Total Pageviews

Saturday 22 November 2014

Introduction to Data science Part 5:map red set up

Parag Ray
29-Sep-2014

Introduction

Welcome to the readers!

This is the fifth part of the series of articles. Here we actually start setting up map reduce in a multi node cluster and have a hands on experience of the map reduce.

If you have not gone through already,You would necessarily  go back to fourth part of the multi node set up as this post will depend on the multi node set up.

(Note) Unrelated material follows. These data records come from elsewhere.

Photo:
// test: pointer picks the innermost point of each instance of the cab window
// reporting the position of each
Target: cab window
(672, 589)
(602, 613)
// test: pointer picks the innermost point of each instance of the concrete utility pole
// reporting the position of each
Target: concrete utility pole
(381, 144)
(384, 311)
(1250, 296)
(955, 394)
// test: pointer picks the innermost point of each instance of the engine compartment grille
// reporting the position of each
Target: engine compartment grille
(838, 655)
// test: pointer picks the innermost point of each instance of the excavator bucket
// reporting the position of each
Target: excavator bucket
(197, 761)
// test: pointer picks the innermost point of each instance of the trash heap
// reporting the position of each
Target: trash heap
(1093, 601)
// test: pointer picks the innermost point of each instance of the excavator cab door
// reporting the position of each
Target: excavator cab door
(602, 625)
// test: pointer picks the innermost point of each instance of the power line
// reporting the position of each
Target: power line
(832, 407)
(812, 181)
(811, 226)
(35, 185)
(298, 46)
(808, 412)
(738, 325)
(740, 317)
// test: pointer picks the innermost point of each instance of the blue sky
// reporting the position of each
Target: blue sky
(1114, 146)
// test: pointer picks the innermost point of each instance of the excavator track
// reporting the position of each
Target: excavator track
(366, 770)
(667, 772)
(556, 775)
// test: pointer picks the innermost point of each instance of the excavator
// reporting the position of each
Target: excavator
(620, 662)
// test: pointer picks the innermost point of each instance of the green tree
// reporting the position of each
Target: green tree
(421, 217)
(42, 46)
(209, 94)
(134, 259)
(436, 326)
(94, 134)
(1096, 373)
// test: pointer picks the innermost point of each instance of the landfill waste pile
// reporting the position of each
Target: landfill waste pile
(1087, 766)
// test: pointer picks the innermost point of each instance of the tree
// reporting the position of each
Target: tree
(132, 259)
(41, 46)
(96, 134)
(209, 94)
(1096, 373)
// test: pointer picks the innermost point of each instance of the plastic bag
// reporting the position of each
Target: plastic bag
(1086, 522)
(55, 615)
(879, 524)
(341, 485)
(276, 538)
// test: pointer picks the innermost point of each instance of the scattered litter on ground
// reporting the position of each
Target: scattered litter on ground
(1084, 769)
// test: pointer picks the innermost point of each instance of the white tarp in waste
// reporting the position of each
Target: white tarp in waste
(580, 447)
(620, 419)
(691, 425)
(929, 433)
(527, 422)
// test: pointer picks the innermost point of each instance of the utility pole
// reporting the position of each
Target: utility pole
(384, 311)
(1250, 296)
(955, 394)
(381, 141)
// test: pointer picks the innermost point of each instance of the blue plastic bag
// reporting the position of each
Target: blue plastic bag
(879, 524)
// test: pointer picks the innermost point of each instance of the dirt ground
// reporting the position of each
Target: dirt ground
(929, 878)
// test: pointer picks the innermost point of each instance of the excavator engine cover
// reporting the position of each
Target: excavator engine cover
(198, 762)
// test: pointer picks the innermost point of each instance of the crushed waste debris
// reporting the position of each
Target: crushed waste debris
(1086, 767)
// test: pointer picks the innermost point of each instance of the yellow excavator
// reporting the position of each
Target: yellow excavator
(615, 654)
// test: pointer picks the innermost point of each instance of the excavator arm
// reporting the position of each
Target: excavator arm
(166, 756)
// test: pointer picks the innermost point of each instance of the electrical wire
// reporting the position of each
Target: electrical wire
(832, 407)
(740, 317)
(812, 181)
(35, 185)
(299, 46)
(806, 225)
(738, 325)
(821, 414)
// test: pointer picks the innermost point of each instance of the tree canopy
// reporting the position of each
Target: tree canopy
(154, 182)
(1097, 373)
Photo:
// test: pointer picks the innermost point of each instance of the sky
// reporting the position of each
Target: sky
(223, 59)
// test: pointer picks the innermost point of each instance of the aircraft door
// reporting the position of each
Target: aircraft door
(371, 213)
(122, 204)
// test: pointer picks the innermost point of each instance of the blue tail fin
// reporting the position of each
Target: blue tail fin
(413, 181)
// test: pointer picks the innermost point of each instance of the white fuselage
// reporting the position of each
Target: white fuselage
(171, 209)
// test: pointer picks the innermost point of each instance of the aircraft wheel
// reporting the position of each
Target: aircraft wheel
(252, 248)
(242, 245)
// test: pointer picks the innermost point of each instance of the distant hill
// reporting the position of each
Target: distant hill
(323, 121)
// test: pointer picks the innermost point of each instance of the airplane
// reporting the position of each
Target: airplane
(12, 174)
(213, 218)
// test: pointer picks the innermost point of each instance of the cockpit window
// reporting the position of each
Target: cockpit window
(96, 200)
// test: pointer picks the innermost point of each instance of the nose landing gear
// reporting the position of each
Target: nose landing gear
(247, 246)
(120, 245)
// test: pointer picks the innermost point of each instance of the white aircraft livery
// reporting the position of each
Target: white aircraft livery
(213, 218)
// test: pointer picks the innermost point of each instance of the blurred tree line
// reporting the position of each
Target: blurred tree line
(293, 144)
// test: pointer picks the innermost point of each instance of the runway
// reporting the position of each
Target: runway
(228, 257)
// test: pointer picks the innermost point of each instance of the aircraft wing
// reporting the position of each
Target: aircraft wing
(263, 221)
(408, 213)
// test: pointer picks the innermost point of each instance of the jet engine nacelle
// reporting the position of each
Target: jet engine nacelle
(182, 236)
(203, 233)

Please note the related readings and target audience section to get help to better follow the blog.

 
We are assuming the operating system to be Ubuntu 14.04.

Agenda
  • Target audience
  • Related readings/other blogs
  • MR configuration
  • Test
Target audience

  • This is an intermediate level discussion on Hadoop and related tools.
  • Best suited for audience who are looking for introduction to this technology.
  • Prior knowledge in java and Linux required.
  • Intermediate level understanding of networking necessary.
Related readings/other blogs  
You would also like to look at Cloudera home page & Hadoop home page for further details.

MR configuration

We shall do the configuration for master first.
Please move to $HADOOP_HOME folder and then conf folder under this.
All Map reduce and HDFS configuration files are located here.
Add the following entries to mapred-site.xml:
<configuration>     
<property>
         <name>mapred.job.tracker</name>
         <value>PRUBNode1:9001</value>
     </property>
<property>
         <name>mapred.local.dir</name>
         <value>/home/parag/work/mrhome/localdir</value>
     </property>
<property>
         <name>mapred.system.dir</name>
         <value>/home/parag/work/mrhome/sysdir</value>
     </property>
</configuration> 
 
Please note: PRUBNode1 is my hostname for the master node, please change it 
for host name of your master node.
mapred.local.dir  & mapred.system.dir  should be given a generic directory name 
which has to be the same (once we move to multinode) for all nodes. Directory needs 
be separately created as they will not be created by Hadoop.

For slave also the same configuration change is needed.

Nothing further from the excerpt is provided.